Her eyes, wild now, stared at mine like I was some kind of demon. Without waiting, she aimed a hand at the gold mirror, and shattered the glass inside the heavy frame with a single spell, before I managed to take a step in that direction.
As soon as that bolt of magic left me, and despite my precious clarity of mind, I instantly felt drained. I’d needed that fucking mirror. I needed it. I needed to get out of there.
When it exploded into a billion shards, something in me snapped.
“Gods-damn it!” I snarled, clenching my fists.
“I should have drowned you!” my aunt screamed. “I should have throttled you both, the instant you were in my care! I would have happily gone to prison for it! Gladly!”
“Clearly not, you pathetic, groveling, lickspittle of a coward,” I snarled back. “No wonder they granted you custody. They knew you’d never risk yourself. They knew what a ridiculous little nothing of a toady you truly were… just a sad hanger-on of the real dark Magicals.”
Ankha stared at me.
That flickering, morphing presence still flashed behind her eyes, changing their colors as her jaw slowly hardened. The disbelief never left her expression.

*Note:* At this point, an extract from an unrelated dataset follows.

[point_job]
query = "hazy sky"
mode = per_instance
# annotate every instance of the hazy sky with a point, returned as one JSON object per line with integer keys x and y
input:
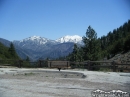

“I still have the Stone,” she said coldly. “Do you really think you can take me on, even if Malcroix and that Bones pup managed to teach you a few tricks?” Her lip curled. “She won’t be in me permanently until I finish the blood-locking spell. I’ll have her back in you long before that happens.”
A flare of green-blue light rose from the Asian carpet.
I looked down to the rapidly brightening pentagram on the threadbare rug, and the skull in its center. The smoky, black, wraithlike shape began to shimmer around Ankha’s form.
A harsh, buzzing sound filled my ears.
I stumbled backwards, even though I knew it was the wrong direction, that there was nowhere left to run, not that way. Now that I couldn’t go for help, I’d need to get to my brother, but my aunt stood directly in my path.
In the center of the pentagram, the bloody skull began to vibrate, and that sick feeling roiled my stomach.
A corresponding smile grew on my aunt’s face.
“You should be happy, girl,” Ankha spat. “It’s a great honor. Far more than you deserve. It was only sheer, animal luck you survived this long. With our ancestor’s magic and greatness in you, you will ascend?”
“Funny how you don’t seem too keen on that honor, yourself!” I snapped back.
The silver-black light and that sickening buzzing began to reach a crescendo.
I had to run, screw my chances. I pushed off the fireplace stones, ready to sprint for the stairs, for my brother who might still be alive on the second floor?
When a muscular arm wrapped tightly around my waist.